In 1966, Rasmussen ran for a full four-year term. He was challenged by Max Ball, a University of Nebraska student. In the primary election, Rasmussen placed first by a wide margin, winning 69 percent of the vote. In the general election, Rasmussen defeated Nall in a landslide, winning 72–28 percent.

After being elected to the Public Service Commission in 1968, Rasmussen resigned from the legislature, effective December 5, 1968, so that Governor Norbert Tiemann could appoint a successor prior to the start of a special legislative session that began on December 9.

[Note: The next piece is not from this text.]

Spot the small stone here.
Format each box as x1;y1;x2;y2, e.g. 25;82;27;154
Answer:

==Nebraska Public Service Commission==
In 1968, Rasmussen announced that he would run for a seat on the Nebraska Railway Commission. Following the expansion of the commission to five members and the creation of districts in 1963, Rasmussen ran in the 4th district, which included most of western Nebraska. In the Republican primary, Rasmussen faced incumbent Commissioner Robert Marland, who had been appointed in 1967 to an at-large seat; farmer Lynn Johnson; construction equipment salesman Vernon Johnson; railroad depot agent Russell Manson; and housewife Eleanor Sack. Rasmussen won a narrowly plurality, receiving 29 percent of the vote to Marland's 21 percent. In the general election, Rasmussen faced Al Bonta, the publisher of the Fillmore County News and the Democratic nominee. Rasmussen defeated Bonta in a landslide, winning his first term on the commission 69–31 percent.

Rasmussen ran for re-election in 1974. He was unopposed in the Republican primary, and faced farmer John Jacobs, the Democratic nominee, in the general election. Rasmussen defeated Jacobs, winning 56 percent of the vote to Jacobs's 44 percent.

In 1980, Rasmussen sought a third term on the commission. He was challenged by former York City Councilman Jerry Hoffmaster in the Republican primary. Hoffmaster was encouraged to challenge Rasmussen by fellow Commissioner Jack Romans, and Rasmussen alleged that Romans and Commissioner Duane Gay helped Hoffmaster raise funds from telephone companies doing business before the commission. Rasmussen defeated Hoffmaster by a wide margin, winning the primary 68–32 percent. In the general election, he was opposed by Elwood Mink, the owner of a delivery service. Rasmussen defeated Mink in a landslide, receiving 75 percent of the vote to Mink's 25 percent.

Rasmussen sought a fourth term in 1986, and was unopposed in the Republican primary. He faced no opponent in the general election, and won re-election uncontested. He declined to seek re-election in 1992.

==Death==
Rasmussen died on November 22, 2006.